Стелла открыла чемодан, принялась перебирать содержимое. В ее вещи въелся запах приходского дома – сырость пополам с тоской. Стелла извлекла платье в цветочек, показала Дэну.
– Очень миленькое, – одобрил Дэн.
– Для ресторана не годится. Это платье нашла Ада – впрочем, как и почти все остальные мои вещи. Ада решила, оно будет идеально для визита к маме Нэнси. У меня язык не повернулся попросить Аду поискать вечернее платье и атласные перчатки.
– Забудь про платья!
Дэн поднялся с кровати, взъерошил влажные волосы.
– Не хочу никуда идти. Знаю я эту вашу английскую кухню – шлепнут в тарелку так называемого рагу, которое на вкус как вареные носки. А ты сиди смирно, не смей обнять свою красавицу.
Он подошел к телефону, набрал номер. Дожидаясь ответа, чуть отвернулся от Стеллы, и у нее появилась возможность рассмотреть его прямо, а не украдкой.
Какое это было наслаждение! Все равно что поглощать шоколадные конфеты из нарядной коробки или промозглым днем греться у камина. Дэн будто излучал тепло и золотистый свет. Стелла не видела в нем ни единого изъяна. А вот Чарлз стыдился бледной синюшности своих рук и ног (оттенком они напоминали побеги, выросшие на картофелинах в темном погребе) и никогда не обнажался перед Стеллой. Но если своего тела он стыдился тайно, то ее телом брезговал явно. В приходском доме нагота была под запретом. Здесь, в кембриджской гостинице, вызывала открытое восхищение.

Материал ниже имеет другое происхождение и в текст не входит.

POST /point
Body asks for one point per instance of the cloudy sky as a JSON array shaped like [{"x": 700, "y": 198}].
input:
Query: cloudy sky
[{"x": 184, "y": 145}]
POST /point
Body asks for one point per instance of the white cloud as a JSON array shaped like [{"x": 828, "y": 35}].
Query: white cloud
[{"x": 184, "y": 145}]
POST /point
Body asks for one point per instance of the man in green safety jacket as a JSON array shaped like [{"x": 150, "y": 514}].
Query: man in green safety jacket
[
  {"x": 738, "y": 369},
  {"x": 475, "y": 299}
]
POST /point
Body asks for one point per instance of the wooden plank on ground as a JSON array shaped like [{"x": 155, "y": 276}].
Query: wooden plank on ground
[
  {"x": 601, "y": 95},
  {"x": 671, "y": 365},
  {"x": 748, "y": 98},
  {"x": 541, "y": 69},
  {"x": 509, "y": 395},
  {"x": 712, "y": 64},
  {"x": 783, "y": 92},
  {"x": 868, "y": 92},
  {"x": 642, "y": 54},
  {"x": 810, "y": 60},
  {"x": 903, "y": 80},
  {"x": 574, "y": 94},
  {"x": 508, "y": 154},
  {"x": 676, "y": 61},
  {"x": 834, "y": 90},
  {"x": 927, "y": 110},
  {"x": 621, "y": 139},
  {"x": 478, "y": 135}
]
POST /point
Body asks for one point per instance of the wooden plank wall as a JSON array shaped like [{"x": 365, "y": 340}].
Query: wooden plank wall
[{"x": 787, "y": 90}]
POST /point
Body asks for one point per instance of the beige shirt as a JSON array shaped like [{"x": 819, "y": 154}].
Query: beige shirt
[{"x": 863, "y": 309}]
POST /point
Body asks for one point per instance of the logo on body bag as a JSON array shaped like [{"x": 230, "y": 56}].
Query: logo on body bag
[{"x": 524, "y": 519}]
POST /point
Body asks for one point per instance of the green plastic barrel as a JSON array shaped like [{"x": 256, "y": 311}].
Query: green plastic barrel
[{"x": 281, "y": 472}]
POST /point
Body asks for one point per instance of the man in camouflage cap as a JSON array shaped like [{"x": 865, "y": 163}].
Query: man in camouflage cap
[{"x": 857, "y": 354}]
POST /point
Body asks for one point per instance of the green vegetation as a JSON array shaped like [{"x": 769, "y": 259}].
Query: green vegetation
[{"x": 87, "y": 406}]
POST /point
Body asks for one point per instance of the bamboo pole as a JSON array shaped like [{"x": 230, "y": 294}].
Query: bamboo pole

В пустом желудке начались спазмы, а Стелла, слегка озябшая, все не могла налюбоваться Дэном. Какие у него плечи! Какие мышцы! Полотенце съехало с узких бедер, открыв полоску незагорелой кожи.
– Говорит лейтенант Росински, комната сорок три. Можно заказать ужин в номер? Что? Только сандвичи? – Дэн обернулся к Стелле, беспомощно пожал плечами. – Ну, раз у вас больше ничего нет, давайте хоть сандвичи. А если найдется бутылочка шампанского, будет просто замечательно.
Он повесил трубку и медленно, с хитрой улыбкой, на ходу разматывая полотенце, двинулся к Стелле.
– Видишь, твой наряд вполне годится для ужина.
И увлек ее на кровать.
– Разрешите, мэм, провести вас к вашему столику.